Budget Secretary Benjamin Diokno

Diokno: Government to spend more on vital infrastructure

Budget Secretary Benjamin E. Diokno said the government is planning to review the proposed 2017 national budget as he emphasized that there would be no reenacted budget in the Duterte administration.

Diokno said the annual budget of the administration would prioritize higher public expenditures on vital infrastructure, equivalent to 5 percent-to-7 percent of gross domestic product (GDP).

“The Duterte administration will not spend money for spending’s sake.
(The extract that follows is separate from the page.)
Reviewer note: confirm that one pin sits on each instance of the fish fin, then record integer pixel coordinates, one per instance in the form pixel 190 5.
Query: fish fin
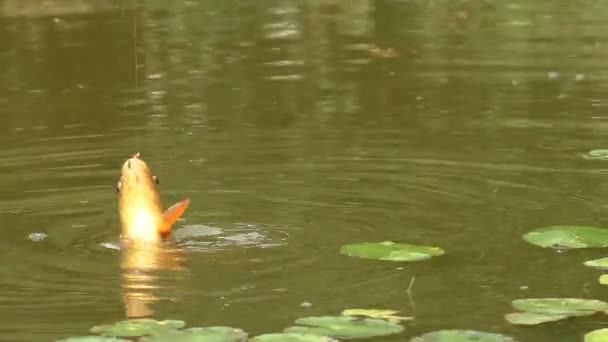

The economy is deficient in all types of infrastructure—highways and bridges, ports and airports,” Diokno said.

In a recent e-mail to the Philippine Daily Inquirer, he vowed to end underspending on public goods and services, which tempered the country’s growth potential in the last two to three years.
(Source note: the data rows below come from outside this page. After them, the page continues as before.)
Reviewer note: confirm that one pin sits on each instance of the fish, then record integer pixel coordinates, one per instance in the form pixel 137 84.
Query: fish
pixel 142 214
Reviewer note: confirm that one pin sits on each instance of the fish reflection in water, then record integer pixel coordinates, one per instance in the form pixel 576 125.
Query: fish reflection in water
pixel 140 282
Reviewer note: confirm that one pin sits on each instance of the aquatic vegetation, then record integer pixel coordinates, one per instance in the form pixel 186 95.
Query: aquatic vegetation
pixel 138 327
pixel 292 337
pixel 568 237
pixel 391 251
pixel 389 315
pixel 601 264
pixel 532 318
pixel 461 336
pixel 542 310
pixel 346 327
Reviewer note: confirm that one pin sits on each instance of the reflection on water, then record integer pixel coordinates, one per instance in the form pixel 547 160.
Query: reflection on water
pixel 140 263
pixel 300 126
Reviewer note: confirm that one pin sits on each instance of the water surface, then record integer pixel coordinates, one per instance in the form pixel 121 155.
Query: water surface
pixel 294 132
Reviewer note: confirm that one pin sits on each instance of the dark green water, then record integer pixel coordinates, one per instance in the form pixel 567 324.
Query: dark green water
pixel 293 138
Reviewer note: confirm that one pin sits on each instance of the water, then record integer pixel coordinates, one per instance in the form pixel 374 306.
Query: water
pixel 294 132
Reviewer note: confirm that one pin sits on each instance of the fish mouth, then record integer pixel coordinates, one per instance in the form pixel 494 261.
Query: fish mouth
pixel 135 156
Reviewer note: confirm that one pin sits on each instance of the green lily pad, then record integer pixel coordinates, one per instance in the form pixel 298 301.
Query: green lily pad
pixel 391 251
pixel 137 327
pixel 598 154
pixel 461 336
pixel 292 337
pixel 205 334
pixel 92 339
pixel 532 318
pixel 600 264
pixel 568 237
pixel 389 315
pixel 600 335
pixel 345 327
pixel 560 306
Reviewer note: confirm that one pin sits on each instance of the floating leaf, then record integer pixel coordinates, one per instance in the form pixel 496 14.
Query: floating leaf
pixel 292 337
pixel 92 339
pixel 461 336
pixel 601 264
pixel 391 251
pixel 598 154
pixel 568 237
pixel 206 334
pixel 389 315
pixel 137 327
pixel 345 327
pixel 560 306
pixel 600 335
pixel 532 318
“First of all, I will put a lot of effort in budget preparation. I know that underspending is partly due to poor budget preparation. Many programs and projects are included in the annual budget, yet, they are not ready to [be implemented]. Some departments ask for a budget that they are unable to implement; they bite more than what they can chew,” Diokno said.

Noting that underspending is due to the “ineptness or incompetence” of some department chiefs, Diokno said he would ask secretaries and undersecretaries to undergo retraining, while a program to boost project monitoring would also be strengthened.
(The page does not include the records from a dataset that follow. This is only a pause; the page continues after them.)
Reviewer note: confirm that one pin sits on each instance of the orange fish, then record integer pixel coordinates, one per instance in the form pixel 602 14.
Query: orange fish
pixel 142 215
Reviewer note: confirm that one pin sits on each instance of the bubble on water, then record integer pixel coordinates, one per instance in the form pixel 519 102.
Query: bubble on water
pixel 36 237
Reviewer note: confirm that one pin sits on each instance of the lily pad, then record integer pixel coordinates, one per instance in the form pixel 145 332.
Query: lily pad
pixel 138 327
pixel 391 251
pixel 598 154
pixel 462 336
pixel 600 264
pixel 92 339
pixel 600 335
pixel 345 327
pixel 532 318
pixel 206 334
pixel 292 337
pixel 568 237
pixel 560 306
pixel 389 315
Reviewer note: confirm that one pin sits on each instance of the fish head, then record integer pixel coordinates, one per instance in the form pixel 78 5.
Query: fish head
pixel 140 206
He also said he would also do away with the practice of allowing fiscal planners to “play around with the slacks in the budget” to finance projects not authorized by Congress, like what happened in the previous administration’s controversial Disbursement Acceleration Program (DAP). The Supreme Court ruled it unconstitutional in 2014.

“This practice has to stop. President Duterte’s 2017 to 2022 budgets will be compliant with the Supreme Court decision on the DAP,” Diokno said.

Moving forward, he said, the annual budgets to be proposed by the Duterte administration would prioritize the following: higher infrastructure spending of 5 percent-to-7 percent of GDP; investment in human resources (education, healthcare and nutrition) in order to develop a dynamic and nimble work force; agricultural modernization and rural development in order to make growth inclusive; raising rural incomes; and making food available and affordable.

Diokno, however, said the new administration would follow the Aquino administration’s move in adopting the General Appropriations Act (GAA) as a release document. First done in 2014, the move scrapped the special allotment release order system.

“This is not novel. I did these 16 years ago when I adopted the ‘what-you-see-is-what-you-get’ budget execution system. However, this was forgotten by [former President Gloria] Arroyo during her entire term and [President] Aquino during his first [few] years in office,” Diokno said.

Diokno also said that, on his watch, the DBM will “revisit” the bottom-up budgeting (BUB) scheme, another program introduced by the Aquino administration that allows local governments, as well as civil-society and community groups to pitch the priority poverty-reduction projects to be bankrolled by the annual national budget.

Also, the Duterte administration “will revisit the CCT [conditional cash-transfer] program with the intention of minimizing the leakages [giving benefits to those undeserving and not giving benefits to the deserving] and minimizing the administrative costs,” Diokno said, referring to the Pantawid Pamilyang Pilipino Program (4Ps).

“We will adopt economic measures, so that a bigger part of the budget will be used for projects that will truly benefit the Filipino people,” he added.

During his first tenure as budget chief, Diokno initiated reforms that included strengthening of the public expenditure management system. He also imposed a moratorium on the creation of new state universities and colleges, and pushed for the abolition of several agencies.

And to improve strategic budget planning, he initiated a joint public-private sector consultative group called the Budget Dialogue Group.